Arrivato alla Juve nell’estate del 2010 dalla Sampdoria insieme a Fabio Paratici, il 61enne dirigente è stato nominato dg il 1° giugno 2010 e il 27 ottobre è entrato nel CdA assumento la carica di ad.

Dopo una prima stagione negativa (solo un settimo posto in campionato), con lui al timone la Juve ha vinto 14 trofei in otto anni (7 scudetti, 4 Coppe Italia e 3 Supercoppe italiane).

Il suo grande merito è stato anche quello di sistemare i conti dei bianconeri, passati da un fatturato di 153, 9 milioni al 30 giugno 2011 ai 504,7 milioni del 30 giugno 2018, con il record di 562,7 mln del 2017 grazie alla cessione di Paul Pogba al Manchester United per 110 milioni.

I successi nei conti, scrive Sportmediaset, sono andati di pari passo con le vittorie conquistate sul campo.

In questi otto anni sono stati tanti i campioni che sono transitati a Torino e che hanno fatto le fortune di Antonio Conte prima e Massimiliano Allegri poi. Leonardo Bonucci e Andrea Barzagli, due pezzi fondamentali della storica BBC sono sbarcati a Torino nell’estate del 2010.

L’anno dopo è stata la volta di Andrea Pirlo, Arturo Vidal e Stephan Lichtsteiner e Mirko Vucinic.

Nel 2012 il suo più grande capolavoro, l’arrivo di Paul Pogba a parametro zero dal Manchester United, la cui cessione due anni fa proprio ai Red Devils ha generato un effetto economico positivo di circa € 72,6 milioni, al netto del contributo di solidarietà e degli oneri accessori”. Con il francese arrivarono anche Giovinco e Asamoah.

Poi è stato il turno di Tevez, Llorente e Ogbonna. Nell’anno della prima finale di Champions la squadra venne rinforzata con Morata, Coman, Pereyra ed Evra.

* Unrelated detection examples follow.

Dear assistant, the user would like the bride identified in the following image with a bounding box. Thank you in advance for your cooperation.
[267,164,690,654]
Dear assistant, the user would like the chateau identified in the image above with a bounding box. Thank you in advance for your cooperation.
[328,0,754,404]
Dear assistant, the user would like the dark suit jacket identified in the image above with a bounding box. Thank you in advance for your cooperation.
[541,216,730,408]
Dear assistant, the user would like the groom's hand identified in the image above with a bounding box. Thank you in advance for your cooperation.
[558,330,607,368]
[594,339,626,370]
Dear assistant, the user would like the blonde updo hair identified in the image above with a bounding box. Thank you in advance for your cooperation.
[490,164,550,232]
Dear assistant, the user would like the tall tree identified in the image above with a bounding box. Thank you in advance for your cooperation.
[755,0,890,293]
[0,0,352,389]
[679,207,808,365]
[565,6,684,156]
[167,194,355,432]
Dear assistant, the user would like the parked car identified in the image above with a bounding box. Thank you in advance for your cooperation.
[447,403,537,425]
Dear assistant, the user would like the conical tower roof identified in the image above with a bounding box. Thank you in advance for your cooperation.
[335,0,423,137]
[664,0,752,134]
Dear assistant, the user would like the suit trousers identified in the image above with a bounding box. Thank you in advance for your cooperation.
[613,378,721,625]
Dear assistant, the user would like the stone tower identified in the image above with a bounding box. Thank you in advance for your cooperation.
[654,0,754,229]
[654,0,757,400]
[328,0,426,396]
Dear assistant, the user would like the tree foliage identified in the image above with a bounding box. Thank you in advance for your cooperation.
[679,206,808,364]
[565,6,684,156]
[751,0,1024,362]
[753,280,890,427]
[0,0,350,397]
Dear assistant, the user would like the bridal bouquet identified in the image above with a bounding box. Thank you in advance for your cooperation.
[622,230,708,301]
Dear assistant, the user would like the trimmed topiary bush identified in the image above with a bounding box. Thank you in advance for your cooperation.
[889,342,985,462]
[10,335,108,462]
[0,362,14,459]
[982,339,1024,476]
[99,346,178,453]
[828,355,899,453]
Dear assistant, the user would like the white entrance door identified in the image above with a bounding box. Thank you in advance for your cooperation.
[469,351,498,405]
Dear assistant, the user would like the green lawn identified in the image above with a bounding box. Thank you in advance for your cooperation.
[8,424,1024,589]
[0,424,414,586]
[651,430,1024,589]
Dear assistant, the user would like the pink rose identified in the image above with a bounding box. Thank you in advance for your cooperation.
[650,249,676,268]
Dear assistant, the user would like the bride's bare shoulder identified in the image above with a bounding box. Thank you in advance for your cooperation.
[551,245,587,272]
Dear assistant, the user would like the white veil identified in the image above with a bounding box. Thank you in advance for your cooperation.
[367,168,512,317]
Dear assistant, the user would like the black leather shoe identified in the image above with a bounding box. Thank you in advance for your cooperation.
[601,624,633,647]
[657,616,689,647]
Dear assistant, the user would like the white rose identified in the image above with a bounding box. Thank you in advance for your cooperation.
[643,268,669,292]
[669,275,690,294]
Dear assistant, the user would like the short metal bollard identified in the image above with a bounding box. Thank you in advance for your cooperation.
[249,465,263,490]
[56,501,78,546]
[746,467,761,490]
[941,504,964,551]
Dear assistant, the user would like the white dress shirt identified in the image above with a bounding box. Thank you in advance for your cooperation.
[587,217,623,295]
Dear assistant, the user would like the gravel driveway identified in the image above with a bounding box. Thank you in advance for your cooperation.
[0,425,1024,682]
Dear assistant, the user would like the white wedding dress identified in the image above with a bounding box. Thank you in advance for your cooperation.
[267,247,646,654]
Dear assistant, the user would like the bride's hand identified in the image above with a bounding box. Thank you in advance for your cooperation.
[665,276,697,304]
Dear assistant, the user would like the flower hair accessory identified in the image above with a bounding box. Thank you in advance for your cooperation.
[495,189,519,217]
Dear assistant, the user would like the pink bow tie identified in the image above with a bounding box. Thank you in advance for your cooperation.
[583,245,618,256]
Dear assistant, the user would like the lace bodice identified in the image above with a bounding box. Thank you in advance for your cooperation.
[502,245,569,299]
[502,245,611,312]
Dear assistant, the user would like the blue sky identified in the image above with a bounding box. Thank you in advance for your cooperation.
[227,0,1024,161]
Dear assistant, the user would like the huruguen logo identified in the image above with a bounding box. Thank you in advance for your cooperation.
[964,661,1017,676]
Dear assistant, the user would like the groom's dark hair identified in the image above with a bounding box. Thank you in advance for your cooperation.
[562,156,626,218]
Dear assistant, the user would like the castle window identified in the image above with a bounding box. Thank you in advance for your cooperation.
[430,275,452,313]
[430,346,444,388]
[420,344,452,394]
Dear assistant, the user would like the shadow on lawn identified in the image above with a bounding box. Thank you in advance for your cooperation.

Nel 2015-2016 la sua migliore campagna acquisti: Dybala, Khedira, Mandzukic, Alex Sandro e l’unico neo di Hernanes. Juve che, poi, è stata sempre più rinforzata negli anni a seguire con i vari Higuain, Pjanic, Pjaca, Dani Alves, Benatia, Cuadrado, Bernardeschi, Matuidi, Szczesny, De Sciglio e Douglas Costa.

Un ricambio continuo di campioni sempre con un occhio di riguardo al bilancio, che hanno permesso alla Juve di dominare in Italia in lungo e in largo e di colmare in buona parte il gap economico con le big d’Europa.

E’ mancata solo la Champions League accarezzata due volte ma mai conquistata.